Hace unos meses, México era visto desde el mirador internacional como un país con un enorme potencial. El crecimiento de 3.8% de la economía en 2012, la estabilidad lograda y la ambiciosa agenda reformista anunciada por el Presidente Enrique Peña Nieto, habían armado la nueva fotografía del País: estábamos ante el “mexican moment”.

A un año de gobierno, las perspectivas han cambiado. La participación de la izquierda en el Pacto por México hace agua, las expectativas de crecimiento se han ajustado a la baja, la reforma hacendaria está basada en el déficit y un supuesto redistributivo aún poco transparente. Las condiciones del bono de la alternancia no son las mismas y sin embargo algunos avances se lograron con el consenso inicial de los tres partidos con mayor representación en el Congreso: la reforma en telecomunicaciones, la reforma constitucional en transparencia -que ahora será sometida a la votación de los Congresos locales- y la reforma educativa que sin ser tan ambiciosa como se exigía en algo modificó la relación corporativa con los maestros.
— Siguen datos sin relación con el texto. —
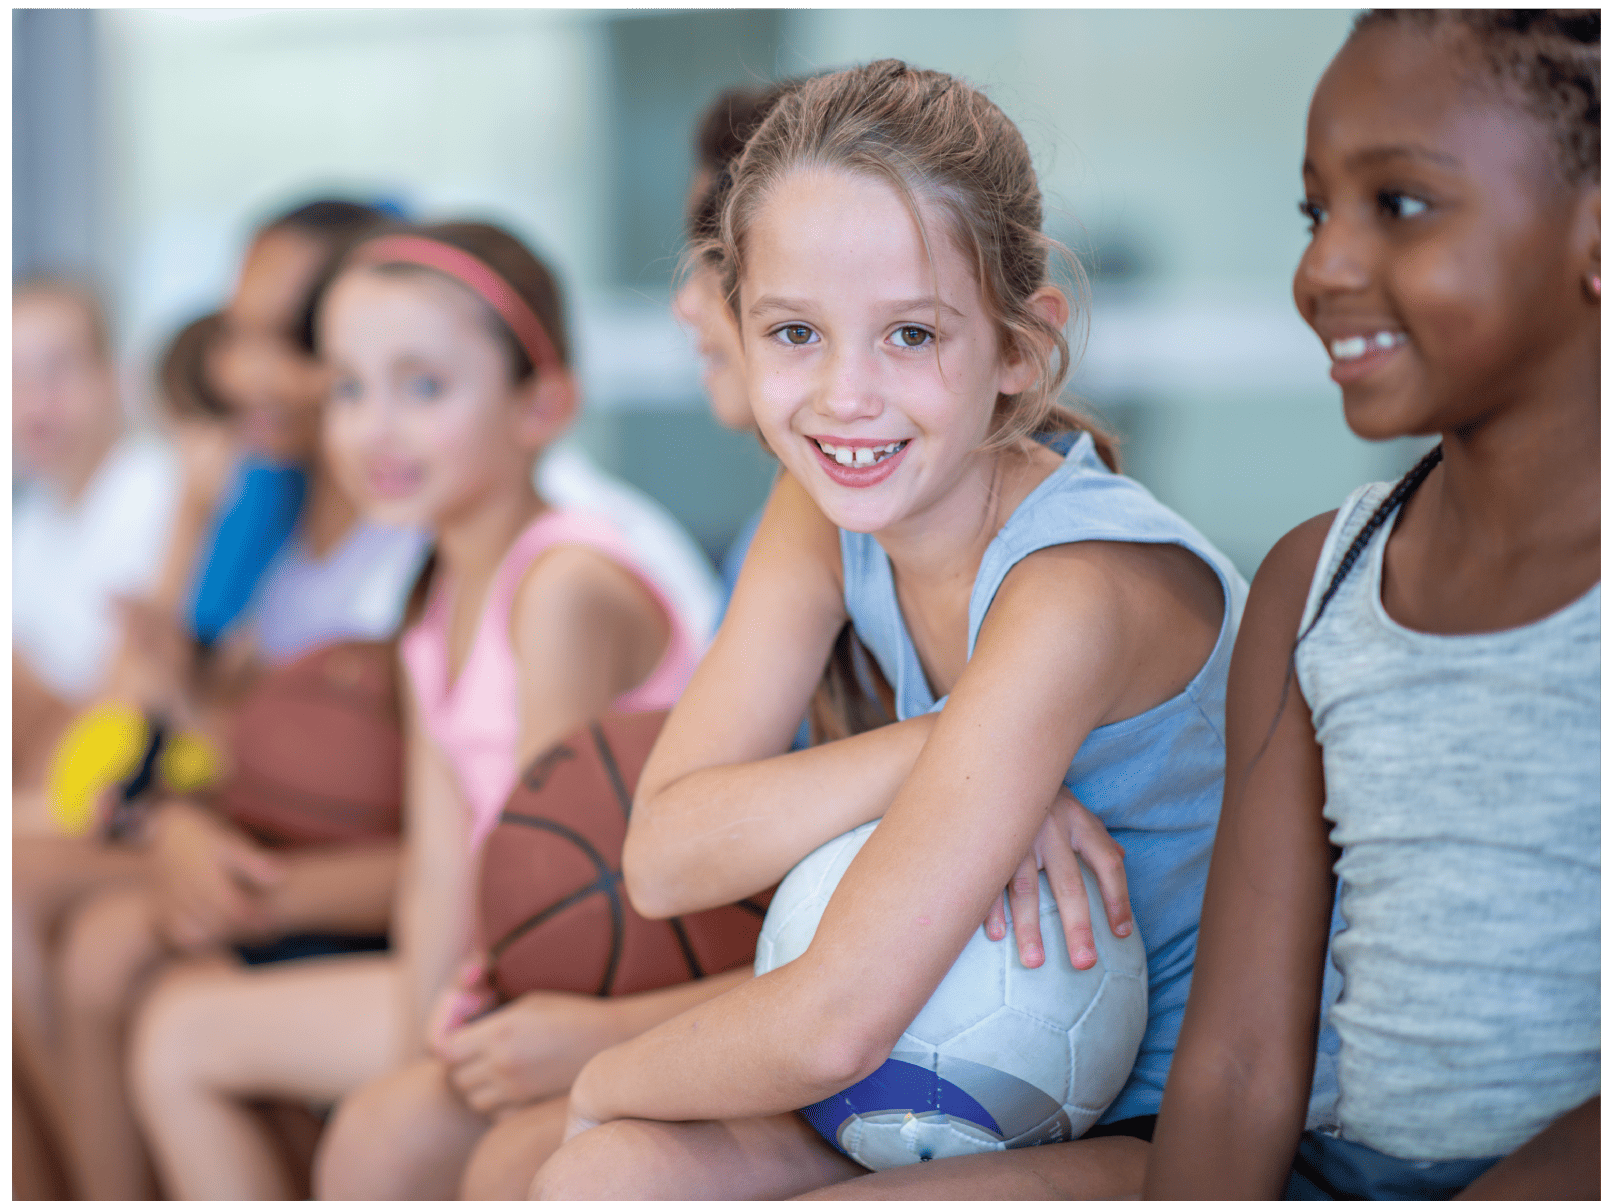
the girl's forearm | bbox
[1145,1056,1312,1201]
[259,842,401,935]
[626,714,936,918]
[603,966,754,1043]
[573,962,871,1129]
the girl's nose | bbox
[1295,213,1372,299]
[814,344,884,423]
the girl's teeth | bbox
[818,440,905,467]
[1330,332,1407,360]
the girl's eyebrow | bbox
[746,294,965,320]
[1303,144,1462,178]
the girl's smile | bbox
[740,167,1035,538]
[1293,23,1594,442]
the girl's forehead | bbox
[1309,26,1555,182]
[745,167,971,295]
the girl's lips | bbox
[1327,330,1408,385]
[808,437,908,489]
[365,461,424,500]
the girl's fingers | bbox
[1008,858,1045,969]
[1067,820,1133,939]
[984,894,1007,942]
[1040,830,1097,970]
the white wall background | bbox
[78,8,1424,573]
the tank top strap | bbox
[1298,481,1391,639]
[967,433,1246,660]
[478,509,637,644]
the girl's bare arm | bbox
[392,676,476,1060]
[627,473,939,919]
[1143,512,1339,1201]
[256,841,401,935]
[568,537,1207,1129]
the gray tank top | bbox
[1296,481,1601,1160]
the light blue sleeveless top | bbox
[840,432,1248,1124]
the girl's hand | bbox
[425,954,496,1054]
[150,799,285,950]
[984,785,1133,970]
[438,990,623,1116]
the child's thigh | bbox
[790,1137,1149,1201]
[317,1057,489,1201]
[531,1112,865,1201]
[133,953,400,1104]
[459,1095,567,1201]
[58,885,166,1015]
[13,833,146,930]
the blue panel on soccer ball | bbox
[802,1057,1001,1154]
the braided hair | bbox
[1241,445,1443,783]
[1353,10,1599,184]
[1297,444,1442,646]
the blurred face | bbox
[210,228,329,461]
[739,167,1032,536]
[673,263,751,430]
[13,289,118,481]
[1293,26,1594,441]
[321,266,542,530]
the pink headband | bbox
[354,234,563,375]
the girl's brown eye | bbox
[781,325,813,345]
[892,326,931,348]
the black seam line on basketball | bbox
[667,917,704,979]
[490,812,628,996]
[590,723,633,819]
[486,877,612,963]
[599,872,625,998]
[736,898,768,919]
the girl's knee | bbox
[127,968,216,1105]
[59,888,159,1021]
[529,1122,662,1201]
[316,1059,468,1201]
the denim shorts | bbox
[1283,1130,1500,1201]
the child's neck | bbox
[300,466,360,560]
[1388,347,1599,635]
[433,476,548,597]
[875,440,1055,594]
[1434,338,1599,552]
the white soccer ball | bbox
[755,819,1147,1171]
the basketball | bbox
[216,640,405,848]
[756,819,1148,1170]
[478,709,766,1001]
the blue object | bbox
[186,457,307,646]
[802,1058,1000,1157]
[1283,1130,1499,1201]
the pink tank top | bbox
[400,509,701,853]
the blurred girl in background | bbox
[126,221,717,1201]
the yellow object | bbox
[46,704,146,837]
[45,705,226,837]
[161,730,222,793]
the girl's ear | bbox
[998,286,1070,396]
[510,367,578,451]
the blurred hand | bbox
[426,954,497,1054]
[114,596,194,715]
[150,798,285,950]
[438,990,625,1117]
[985,785,1134,971]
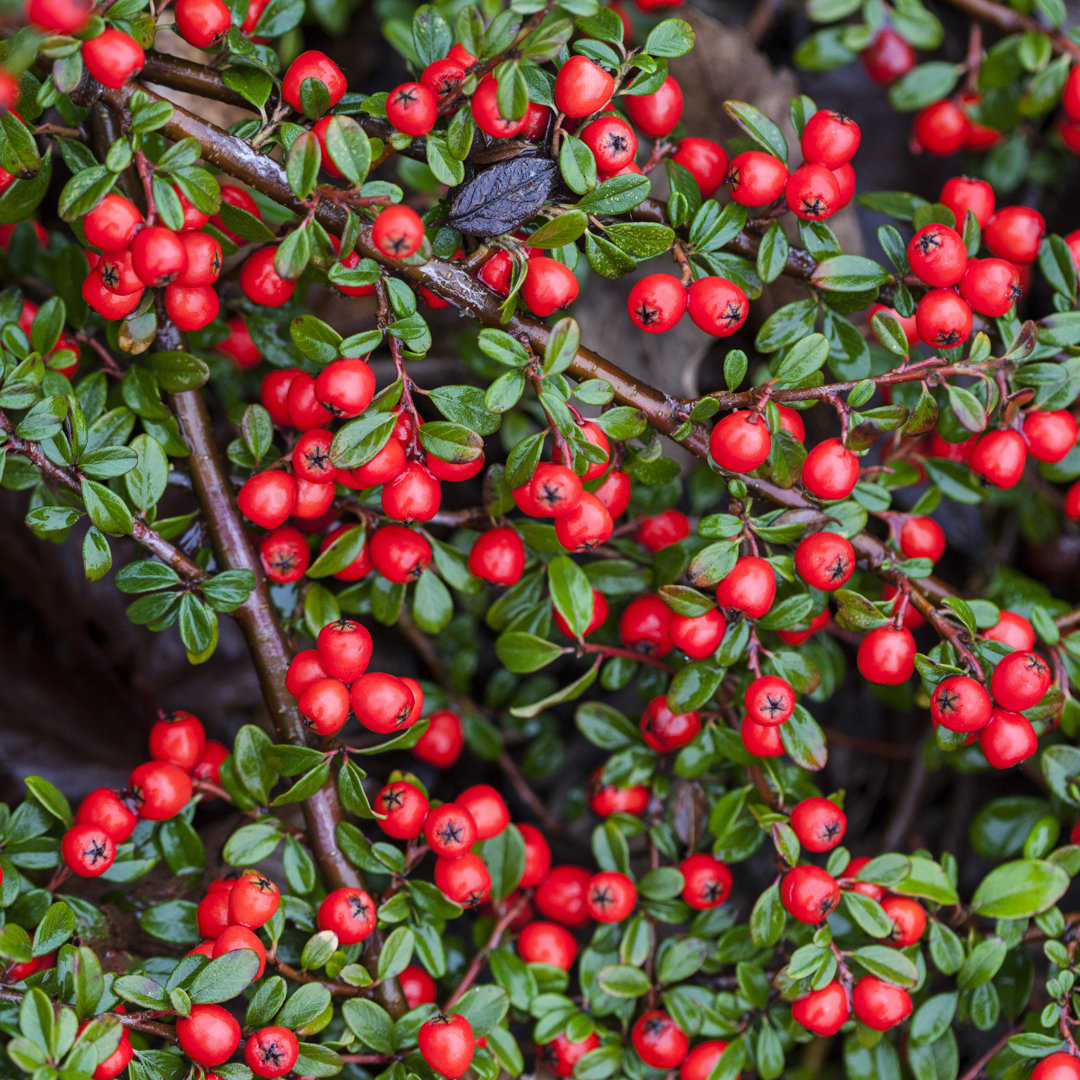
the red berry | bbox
[97,248,142,295]
[881,896,926,947]
[27,0,92,33]
[177,1005,241,1067]
[534,865,591,927]
[627,273,687,333]
[382,461,441,522]
[555,492,613,552]
[419,1014,474,1079]
[1032,1054,1080,1080]
[941,175,994,227]
[777,607,830,646]
[984,206,1045,264]
[412,709,463,767]
[245,1027,298,1079]
[62,824,116,877]
[211,184,262,243]
[980,707,1038,768]
[913,100,969,155]
[632,1012,688,1070]
[725,150,788,206]
[165,283,219,332]
[792,981,850,1035]
[129,761,192,820]
[292,476,334,520]
[907,224,967,287]
[991,650,1051,711]
[744,674,795,726]
[900,516,945,561]
[592,468,632,518]
[175,0,230,47]
[554,587,609,639]
[959,257,1021,317]
[399,965,438,1009]
[318,887,376,944]
[670,608,726,658]
[619,595,673,655]
[375,782,429,840]
[369,525,431,583]
[585,871,636,922]
[857,626,916,685]
[529,463,582,517]
[350,671,415,733]
[801,109,861,168]
[260,369,300,426]
[518,920,576,967]
[82,29,145,89]
[782,865,840,923]
[970,428,1027,489]
[636,509,689,552]
[710,409,770,472]
[554,56,614,118]
[455,785,509,839]
[229,871,280,929]
[149,710,205,770]
[241,247,295,306]
[541,1034,600,1078]
[82,271,144,320]
[790,797,846,852]
[470,76,527,138]
[196,891,230,938]
[802,438,859,501]
[522,257,579,317]
[84,194,142,251]
[131,226,186,287]
[238,471,295,529]
[84,1024,132,1080]
[985,610,1035,651]
[588,769,649,817]
[193,741,228,784]
[687,276,748,336]
[625,75,683,136]
[422,58,464,100]
[424,803,478,857]
[373,204,426,260]
[671,137,728,197]
[795,530,855,590]
[852,976,912,1030]
[518,823,552,888]
[76,788,137,843]
[716,556,775,619]
[297,677,350,735]
[640,696,700,751]
[680,852,732,909]
[552,420,611,481]
[1025,410,1078,463]
[785,163,840,220]
[386,81,437,136]
[931,675,992,732]
[582,115,637,172]
[315,357,375,417]
[467,527,524,584]
[316,618,373,683]
[341,437,406,487]
[434,852,491,908]
[290,429,335,485]
[282,51,346,112]
[177,232,223,288]
[862,27,914,84]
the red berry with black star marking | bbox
[710,410,771,472]
[781,865,840,923]
[229,870,280,929]
[554,55,614,118]
[991,650,1051,711]
[632,1012,688,1070]
[725,150,788,206]
[585,871,636,922]
[801,109,861,168]
[386,81,438,136]
[129,761,192,820]
[434,852,492,909]
[350,671,416,733]
[744,675,795,726]
[315,357,375,418]
[376,782,429,839]
[907,224,967,287]
[149,710,205,770]
[318,886,376,944]
[582,115,637,173]
[795,530,855,590]
[687,276,748,336]
[786,163,840,220]
[680,853,732,909]
[245,1027,298,1079]
[62,824,116,877]
[372,204,425,260]
[627,273,687,333]
[424,803,478,857]
[931,675,992,732]
[790,797,847,852]
[369,525,432,583]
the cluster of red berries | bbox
[80,192,222,331]
[62,711,226,878]
[22,0,146,86]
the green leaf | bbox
[189,948,262,1004]
[495,632,564,673]
[723,101,788,162]
[81,479,132,536]
[32,902,75,957]
[596,964,650,997]
[643,17,694,56]
[25,776,73,827]
[851,945,920,987]
[971,859,1070,919]
[811,255,892,292]
[343,999,394,1054]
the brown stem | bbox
[269,957,364,996]
[0,987,178,1042]
[152,308,407,1020]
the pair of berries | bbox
[196,869,281,940]
[627,274,748,337]
[912,94,999,156]
[792,976,911,1034]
En la ruta de las reformas pendientes, se anuncian dos que podrían concretarse sin los consensos tripartitas: la energética y la político-electoral. Esta última, políticamente condicionada a la primera, aborda algunos aspectos que sin resolver el problema de fondo, podrían abonar a la generación de un sistema de rendición de cuentas. Para ello se requiere integrar las piezas faltantes del sistema, algunas de las cuales no están esbozadas. Estos son: la reelección legislativa consecutiva hasta por 12 años (el voto como mecanismo de evaluación de la gestión pública por parte de la ciudadanía) y la reelección de ayuntamientos. Esto bajo el supuesto de que habría una mayor fiscalización de los recursos de los partidos políticos y mayor información oportuna y de calidad a la ciudadanía para evitar mayor inversión en el clientelismo electoral. También se menciona la autonomía constitucional del órgano encargado de la evaluación de la política social del País: el CONEVAL. Su composición sería formada a propuesta de los centros universitarios y no a propuesta del Presidente de la República. Por otro lado, se propone la transición del Ministerio Público a un órgano público autónomo el cual sería presidido por un Fiscal General de la República. La designación de éste estaría a cargo del Senado y no del Presidente de la República. Esta Fiscalía tendría además bajo su mando una Fiscalía especializada en materia de delitos electorales y otra de combate a la corrupción que serían removidos y nombrados por el Fiscal General. Todos estos cambios pueden ir en la dirección correcta si se adicionan y vinculan a otros que garanticen: un sistema de responsabilidades  por parte de los funcionarios públicos con un sistema profesional de carrera perfeccionado, un sistema de monitoreo y evaluación nacional vinculado al sistema nacional de fiscalización y un sistema nacional de información y archivos que garanticen a la ciudadanía el acceso a datos relevantes, accesibles, confiables y consistentes que permitan conocer tanto el estado que guarda la administración y el gasto público como el por qué de la toma de ciertas decisiones. Si estos cambios se concretan o si al menos se establece la ruta para que se logren el “Mexican moment” podría trascender la coyuntura de la legitimidad política para aterrizar en cambios de fondo exigidos y necesitados por México.